PDA

View Full Version : How to use QNetworkAccessManager to crawl a lot of webpage in the same time?



momo
11th August 2015, 03:27
Hello everyone,

I want to use QNetworkAccessManager to crawl some webpage in one website, the url of webpage is regular so I wrote some codes like this:


QNetworkAccessManager* pManager = new QNetworkAccessManager(this);
connect(pManager, SIGNAL(finished(QNetworkReply*)), this, SLOT(read(QNetworkReply*)));

int iPageCount = 2000;
for (int i = 0; i < iPageCount; ++i)
{
QNetworkRequest request;
request.setUrl(QString("http://www.abc.com/%1.html").arg(QString::number(i)));

pManager->get(request);
}

But the codes did not worked correctly, I can not get any data in read(QNetworkReply*).
Is there any mistake in my code? Or is there have another solution for my demand?

jefftee
11th August 2015, 06:47
Do you have an event loop running?

The requests will all be performed asynchronously, so until you return from whatever method you're executing above and re-enter your event loop, you won't receive any signals.

anda_skoa
11th August 2015, 08:33
But the codes did not worked correctly, I can not get any data in read(QNetworkReply*).
Is there any mistake in my code?

You forgot to post the code of that method. Hard to tell if you have a mistake in your code without seeing it.

Cheers,
_

momo
13th August 2015, 09:36
Do you have an event loop running?

The requests will all be performed asynchronously, so until you return from whatever method you're executing above and re-enter your event loop, you won't receive any signals.

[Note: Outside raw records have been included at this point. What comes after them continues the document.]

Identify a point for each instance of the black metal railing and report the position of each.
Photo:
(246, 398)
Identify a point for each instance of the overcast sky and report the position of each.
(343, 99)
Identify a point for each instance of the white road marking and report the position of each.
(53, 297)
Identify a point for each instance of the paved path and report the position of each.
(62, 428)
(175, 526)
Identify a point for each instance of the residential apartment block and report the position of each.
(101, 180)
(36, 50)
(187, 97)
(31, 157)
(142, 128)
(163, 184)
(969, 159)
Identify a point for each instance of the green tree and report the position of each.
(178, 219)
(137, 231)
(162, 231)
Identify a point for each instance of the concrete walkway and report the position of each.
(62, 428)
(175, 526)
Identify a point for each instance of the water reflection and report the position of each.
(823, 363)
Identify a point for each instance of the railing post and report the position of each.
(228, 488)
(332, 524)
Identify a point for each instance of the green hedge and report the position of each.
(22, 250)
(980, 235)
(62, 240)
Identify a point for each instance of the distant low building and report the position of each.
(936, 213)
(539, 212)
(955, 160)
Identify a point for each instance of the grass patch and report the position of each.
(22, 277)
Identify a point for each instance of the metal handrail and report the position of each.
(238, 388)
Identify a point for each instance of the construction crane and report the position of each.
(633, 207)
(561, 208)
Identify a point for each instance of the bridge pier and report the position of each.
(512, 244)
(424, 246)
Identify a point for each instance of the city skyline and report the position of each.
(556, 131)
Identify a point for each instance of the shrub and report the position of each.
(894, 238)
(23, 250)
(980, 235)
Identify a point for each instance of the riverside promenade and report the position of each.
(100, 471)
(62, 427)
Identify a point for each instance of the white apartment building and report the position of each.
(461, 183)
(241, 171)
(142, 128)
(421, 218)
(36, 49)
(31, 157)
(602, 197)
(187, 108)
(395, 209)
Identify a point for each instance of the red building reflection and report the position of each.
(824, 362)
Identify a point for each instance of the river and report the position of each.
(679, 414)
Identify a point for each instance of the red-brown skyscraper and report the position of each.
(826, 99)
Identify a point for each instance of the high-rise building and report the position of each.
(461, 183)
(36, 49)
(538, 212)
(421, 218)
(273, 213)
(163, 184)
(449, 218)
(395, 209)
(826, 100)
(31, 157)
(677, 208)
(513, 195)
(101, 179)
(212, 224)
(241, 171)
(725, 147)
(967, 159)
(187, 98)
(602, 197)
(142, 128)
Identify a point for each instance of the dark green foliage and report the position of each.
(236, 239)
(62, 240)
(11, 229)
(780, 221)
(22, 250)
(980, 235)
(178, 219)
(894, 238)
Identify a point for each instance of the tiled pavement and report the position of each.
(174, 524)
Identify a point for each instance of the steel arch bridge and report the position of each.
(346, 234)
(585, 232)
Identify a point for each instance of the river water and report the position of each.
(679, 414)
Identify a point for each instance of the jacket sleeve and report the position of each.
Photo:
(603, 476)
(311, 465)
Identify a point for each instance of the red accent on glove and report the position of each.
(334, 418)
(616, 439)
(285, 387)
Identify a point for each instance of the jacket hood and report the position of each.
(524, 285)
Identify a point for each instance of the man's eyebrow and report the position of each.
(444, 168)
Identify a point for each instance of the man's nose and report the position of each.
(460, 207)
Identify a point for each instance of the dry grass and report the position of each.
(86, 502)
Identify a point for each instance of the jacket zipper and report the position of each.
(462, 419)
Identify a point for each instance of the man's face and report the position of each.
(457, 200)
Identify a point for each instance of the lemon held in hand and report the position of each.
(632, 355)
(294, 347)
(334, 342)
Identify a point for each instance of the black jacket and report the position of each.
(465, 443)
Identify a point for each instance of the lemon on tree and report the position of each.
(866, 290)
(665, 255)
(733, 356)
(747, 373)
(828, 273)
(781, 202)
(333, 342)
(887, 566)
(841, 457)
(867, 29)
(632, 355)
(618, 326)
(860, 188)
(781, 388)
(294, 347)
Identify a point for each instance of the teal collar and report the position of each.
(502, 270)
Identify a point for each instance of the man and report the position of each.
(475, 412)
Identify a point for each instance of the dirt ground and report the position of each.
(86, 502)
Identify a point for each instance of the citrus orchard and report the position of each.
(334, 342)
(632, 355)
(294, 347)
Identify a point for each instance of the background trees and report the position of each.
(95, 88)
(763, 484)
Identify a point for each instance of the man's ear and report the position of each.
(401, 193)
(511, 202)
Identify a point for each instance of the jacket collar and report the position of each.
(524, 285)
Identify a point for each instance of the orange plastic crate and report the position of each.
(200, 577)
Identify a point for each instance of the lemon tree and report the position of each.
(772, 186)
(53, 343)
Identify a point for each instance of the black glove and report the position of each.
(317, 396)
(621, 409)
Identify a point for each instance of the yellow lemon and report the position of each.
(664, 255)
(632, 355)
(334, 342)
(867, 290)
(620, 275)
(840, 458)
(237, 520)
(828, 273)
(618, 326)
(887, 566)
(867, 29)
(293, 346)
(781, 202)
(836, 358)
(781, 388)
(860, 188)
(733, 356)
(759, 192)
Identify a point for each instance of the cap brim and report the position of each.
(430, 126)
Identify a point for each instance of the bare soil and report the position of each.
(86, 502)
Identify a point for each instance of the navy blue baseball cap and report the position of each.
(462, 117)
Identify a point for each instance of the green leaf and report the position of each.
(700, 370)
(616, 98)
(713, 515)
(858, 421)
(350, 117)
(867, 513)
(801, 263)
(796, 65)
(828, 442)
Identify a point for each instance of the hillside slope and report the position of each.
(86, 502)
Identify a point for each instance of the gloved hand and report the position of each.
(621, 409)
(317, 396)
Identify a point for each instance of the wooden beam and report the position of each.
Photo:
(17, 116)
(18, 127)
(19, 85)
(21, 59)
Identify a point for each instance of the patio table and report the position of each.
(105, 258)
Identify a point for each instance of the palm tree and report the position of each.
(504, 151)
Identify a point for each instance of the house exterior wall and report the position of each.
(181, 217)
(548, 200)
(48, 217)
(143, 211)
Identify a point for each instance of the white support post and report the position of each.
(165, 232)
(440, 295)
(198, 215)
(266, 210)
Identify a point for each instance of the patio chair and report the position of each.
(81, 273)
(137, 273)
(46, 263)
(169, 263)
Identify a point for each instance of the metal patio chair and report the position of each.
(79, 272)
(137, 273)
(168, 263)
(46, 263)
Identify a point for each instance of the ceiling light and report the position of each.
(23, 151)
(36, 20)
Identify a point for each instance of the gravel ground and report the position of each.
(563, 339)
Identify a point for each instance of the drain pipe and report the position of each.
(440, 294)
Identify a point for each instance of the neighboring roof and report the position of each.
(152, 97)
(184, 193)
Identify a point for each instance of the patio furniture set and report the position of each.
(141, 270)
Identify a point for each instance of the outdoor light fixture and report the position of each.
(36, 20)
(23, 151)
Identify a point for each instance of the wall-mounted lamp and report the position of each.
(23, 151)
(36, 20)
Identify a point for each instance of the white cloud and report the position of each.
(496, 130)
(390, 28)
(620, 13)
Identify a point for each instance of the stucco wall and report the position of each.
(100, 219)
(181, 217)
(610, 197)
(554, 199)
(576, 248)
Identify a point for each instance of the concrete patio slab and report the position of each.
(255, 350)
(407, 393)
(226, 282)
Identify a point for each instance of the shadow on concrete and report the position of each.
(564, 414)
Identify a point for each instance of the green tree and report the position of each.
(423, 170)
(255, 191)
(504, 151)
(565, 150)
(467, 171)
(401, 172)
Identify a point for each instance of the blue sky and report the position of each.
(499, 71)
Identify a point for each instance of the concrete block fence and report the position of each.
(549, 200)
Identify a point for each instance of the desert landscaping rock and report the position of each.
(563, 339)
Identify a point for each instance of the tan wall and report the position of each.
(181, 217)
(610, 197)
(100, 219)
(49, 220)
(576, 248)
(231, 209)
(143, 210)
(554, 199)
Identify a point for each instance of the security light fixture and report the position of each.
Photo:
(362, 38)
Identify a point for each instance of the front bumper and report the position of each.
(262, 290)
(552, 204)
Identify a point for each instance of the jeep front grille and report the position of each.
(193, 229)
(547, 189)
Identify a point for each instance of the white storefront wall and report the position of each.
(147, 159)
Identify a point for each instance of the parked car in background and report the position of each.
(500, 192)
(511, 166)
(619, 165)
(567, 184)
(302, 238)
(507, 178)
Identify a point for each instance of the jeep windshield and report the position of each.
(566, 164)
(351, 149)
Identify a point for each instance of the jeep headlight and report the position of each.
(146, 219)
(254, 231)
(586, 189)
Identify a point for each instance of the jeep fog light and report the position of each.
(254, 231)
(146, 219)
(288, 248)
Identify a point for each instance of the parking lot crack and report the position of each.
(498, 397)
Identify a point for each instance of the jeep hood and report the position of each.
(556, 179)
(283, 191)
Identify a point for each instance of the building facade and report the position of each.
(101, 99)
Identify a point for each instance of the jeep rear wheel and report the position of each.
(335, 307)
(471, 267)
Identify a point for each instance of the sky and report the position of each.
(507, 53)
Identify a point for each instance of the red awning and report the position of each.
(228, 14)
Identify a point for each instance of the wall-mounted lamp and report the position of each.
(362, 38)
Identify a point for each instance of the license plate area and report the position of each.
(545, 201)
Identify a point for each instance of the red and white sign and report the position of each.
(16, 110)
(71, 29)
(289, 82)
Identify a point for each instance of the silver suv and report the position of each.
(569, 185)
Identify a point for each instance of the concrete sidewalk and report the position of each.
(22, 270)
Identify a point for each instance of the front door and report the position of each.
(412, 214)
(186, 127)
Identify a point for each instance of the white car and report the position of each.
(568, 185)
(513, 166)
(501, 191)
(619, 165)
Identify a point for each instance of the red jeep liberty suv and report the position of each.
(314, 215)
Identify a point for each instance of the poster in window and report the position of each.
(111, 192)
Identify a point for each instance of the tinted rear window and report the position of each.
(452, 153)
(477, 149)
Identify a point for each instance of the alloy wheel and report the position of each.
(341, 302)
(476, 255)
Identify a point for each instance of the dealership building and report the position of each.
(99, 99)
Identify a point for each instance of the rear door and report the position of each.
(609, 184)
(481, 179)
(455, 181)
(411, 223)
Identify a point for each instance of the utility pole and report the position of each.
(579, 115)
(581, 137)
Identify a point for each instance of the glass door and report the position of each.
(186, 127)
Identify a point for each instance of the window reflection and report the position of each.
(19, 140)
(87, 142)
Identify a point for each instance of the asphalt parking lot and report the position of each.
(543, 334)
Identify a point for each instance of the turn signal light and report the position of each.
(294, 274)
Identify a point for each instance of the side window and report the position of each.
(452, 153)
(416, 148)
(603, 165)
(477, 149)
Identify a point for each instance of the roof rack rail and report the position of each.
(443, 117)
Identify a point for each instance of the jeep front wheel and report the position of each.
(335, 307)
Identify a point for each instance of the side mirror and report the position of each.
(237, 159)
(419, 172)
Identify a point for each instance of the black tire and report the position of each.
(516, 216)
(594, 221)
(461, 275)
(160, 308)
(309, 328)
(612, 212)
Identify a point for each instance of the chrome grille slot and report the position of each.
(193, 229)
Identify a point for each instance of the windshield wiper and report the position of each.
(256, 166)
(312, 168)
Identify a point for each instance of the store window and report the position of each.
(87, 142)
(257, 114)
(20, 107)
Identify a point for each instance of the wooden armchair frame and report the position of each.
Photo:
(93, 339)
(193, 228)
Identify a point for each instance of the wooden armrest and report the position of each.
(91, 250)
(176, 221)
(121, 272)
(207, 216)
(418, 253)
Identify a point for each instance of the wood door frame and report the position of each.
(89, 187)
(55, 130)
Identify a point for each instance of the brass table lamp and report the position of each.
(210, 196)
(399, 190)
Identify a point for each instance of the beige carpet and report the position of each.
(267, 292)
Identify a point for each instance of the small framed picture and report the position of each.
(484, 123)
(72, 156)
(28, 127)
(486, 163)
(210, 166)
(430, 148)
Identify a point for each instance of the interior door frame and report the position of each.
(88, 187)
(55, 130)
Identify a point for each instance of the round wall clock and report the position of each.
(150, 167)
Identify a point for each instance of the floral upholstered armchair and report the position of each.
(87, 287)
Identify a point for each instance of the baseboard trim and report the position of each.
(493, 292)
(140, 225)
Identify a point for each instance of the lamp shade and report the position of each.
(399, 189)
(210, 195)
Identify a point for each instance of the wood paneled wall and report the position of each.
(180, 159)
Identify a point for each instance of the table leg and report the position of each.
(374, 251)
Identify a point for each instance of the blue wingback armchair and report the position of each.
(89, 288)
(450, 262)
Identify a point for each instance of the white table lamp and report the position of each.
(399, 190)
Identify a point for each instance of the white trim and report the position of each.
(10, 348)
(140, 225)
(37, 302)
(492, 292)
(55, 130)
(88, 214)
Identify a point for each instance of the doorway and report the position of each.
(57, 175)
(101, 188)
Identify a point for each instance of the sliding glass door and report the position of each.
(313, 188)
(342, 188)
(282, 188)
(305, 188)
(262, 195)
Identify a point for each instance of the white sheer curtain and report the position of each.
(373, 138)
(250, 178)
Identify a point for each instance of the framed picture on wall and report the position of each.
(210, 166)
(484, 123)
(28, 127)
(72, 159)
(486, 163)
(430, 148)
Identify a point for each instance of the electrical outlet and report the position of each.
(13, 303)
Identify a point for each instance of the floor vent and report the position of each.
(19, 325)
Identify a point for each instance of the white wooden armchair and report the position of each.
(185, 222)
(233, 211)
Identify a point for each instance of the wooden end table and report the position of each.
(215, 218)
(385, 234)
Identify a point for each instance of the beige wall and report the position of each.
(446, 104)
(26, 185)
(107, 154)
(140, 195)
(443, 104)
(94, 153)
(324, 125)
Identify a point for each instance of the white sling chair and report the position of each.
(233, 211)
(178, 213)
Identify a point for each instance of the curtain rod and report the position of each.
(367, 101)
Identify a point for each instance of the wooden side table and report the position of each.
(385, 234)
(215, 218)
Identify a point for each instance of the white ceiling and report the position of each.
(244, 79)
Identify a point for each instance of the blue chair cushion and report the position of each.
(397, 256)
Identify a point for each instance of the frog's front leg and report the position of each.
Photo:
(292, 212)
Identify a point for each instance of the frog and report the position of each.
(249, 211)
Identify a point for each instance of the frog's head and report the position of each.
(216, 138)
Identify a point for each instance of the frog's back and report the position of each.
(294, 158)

You mean that I need to set a flag to make "for" loop blocked until I received the previous reply?


void class1::fun1()
{
QNetworkAccessManager* pManager = new QNetworkAccessManager(this);
connect(pManager, SIGNAL(finished(QNetworkReply*)), this, SLOT(read(QNetworkReply*)));

int iPageCount = 2000;
for (int i = 0; i < iPageCount; ++i)
{
QNetworkRequest request;
request.setUrl(QString("http://www.abc.com/%1.html").arg(QString::number(i)));

pManager->get(request);

m_bFlag = true;

while (m_bFlag)
{
qApp->processEvents();
}
}
}

void class1::read(QNetworkReply* pReply)
{
QByteArray array = pReply->readAll();
pReply->abort();
pReply->close();
pReply->deleteLater();
m_bFlag = false;
}



You forgot to post the code of that method. Hard to tell if you have a mistake in your code without seeing it.

Cheers,
_

That code just to read the byte array and called a function to parsed it, like this:


void class1::read(QNetworkReply* pReply)
{
QByteArray array = pReply->readAll();

pReply->abort();
pReply->close();
pReply->deleteLater();

parse(array);
}

void class1::parse(const QByteArray& array)
{
...
}

anda_skoa
13th August 2015, 11:06
You mean that I need to set a flag to make "for" loop blocked until I received the previous reply?

No.
The loop just schedules downloads, each call to QNetworkAccessManager::get() puts a request into the QNAM's internal queue which it then processes once event processing commences.

So you need to make sure that the execution flow returns to the event loop after the method is finished.



That code just to read the byte array and called a function to parsed it, like this:

So read(QNetworkReply*) is being called but "array" is empty?
Have you checked the error() of "pReply"?

Cheers,
_